Honouring Macedonia’s lost Jewish community

Almost all of Macedonia’s Jews died in the Holocaust. Now a new museum is keeping their memory alive.

Honouring a lost community

Ognen Teofilovski/Reuters

The fate of Macedonia’s Jewish community during the Second World War was unique only in the thoroughness of its destruction.

Just after midnight on March 11, 1943, Bulgarian troops occupying the Yugoslav republic surrounded the three cities containing large Jewish populations. “Following what had become the standard system, this operation was carried out at a single stroke with great cruelty,” writes Leni Yahil in her seminal history of the Holocaust. More than 7,000 Jews were rounded up and sent to the Treblinka death camp. Twelve lived.

Of a pre-war population of approximately 8,000, some 300 Macedonian Jews survived the war. Some joined the partisans. Others departed to Albania or were detained in less murderous camps than Treblinka. About 1,000 fled Bulgarian occupation to live with relatives in northern Greece, which until 1943 was occupied by Italians who declined to implement Hitler’s final solution. But this escape was temporary. The Germans took over the occupation when Italy capitulated, and the Macedonian Jews sheltering in northern Greece were sent to Auschwitz.

In the end, the Macedonian Jewish community was effectively wiped out. Today only 100 Jews remain. This presented the government of the new Macedonian state, which declared independence from Yugoslavia in 1991, with a dilemma. “We wanted to give respect and give properties back to the Jewish people, but there were not many ancestors of the Macedonian Jews you could give back properties to,” says Ljuben Tevdoski, Macedonia’s ambassador to Canada. Instead, a Holocaust memorial fund was established with money from Jewish properties and possessions that were stolen during the war but that could not be returned. Tevdoski was its deputy director.

The fund resulted in a Holocaust museum, which was inaugurated last March in Skopje. The small Macedonian capital now joins Paris, Berlin, Washington, and Jerusalem among cities with a museum dedicated to the Jewish catastrophe. The museum also contains exhibits on the pre-Holocaust history of Macedonian Jewry. They had lived in Macedonia since Roman times, and thrived especially after the arrival of Sephardic Jews, expelled from Spain and Portugal in the 15th century. Tevdoski, whose background is in archaeology and art history, is enthusiastic about the architecture and material culture that has been preserved.

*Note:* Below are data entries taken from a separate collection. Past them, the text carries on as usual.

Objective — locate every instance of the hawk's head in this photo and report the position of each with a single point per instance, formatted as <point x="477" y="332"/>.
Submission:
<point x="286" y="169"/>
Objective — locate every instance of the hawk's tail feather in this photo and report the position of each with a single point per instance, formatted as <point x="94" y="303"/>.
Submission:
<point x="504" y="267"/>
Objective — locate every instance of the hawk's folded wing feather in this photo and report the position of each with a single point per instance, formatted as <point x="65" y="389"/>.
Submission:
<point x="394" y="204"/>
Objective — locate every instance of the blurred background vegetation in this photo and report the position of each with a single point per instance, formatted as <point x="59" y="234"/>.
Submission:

The museum is part of the Holocaust Memorial Centre, which also consists of a research centre and a public gallery containing art unrelated to the Holocaust. Tevdoski says the museum’s designers wanted it integrated into a public space that was inviting to Macedonians of all backgrounds. “I really think it promotes the Jewish people of Macedonia, but equally Macedonian values,” he says, explaining that Macedonians, having lived as minorities before achieving independence, feel they should recognize the culture and history of minorities in the modern Macedonian state.

“Is it more expensive to build a multicultural state? Maybe,” he says. “But then we claim that it is a much more sustainable model.”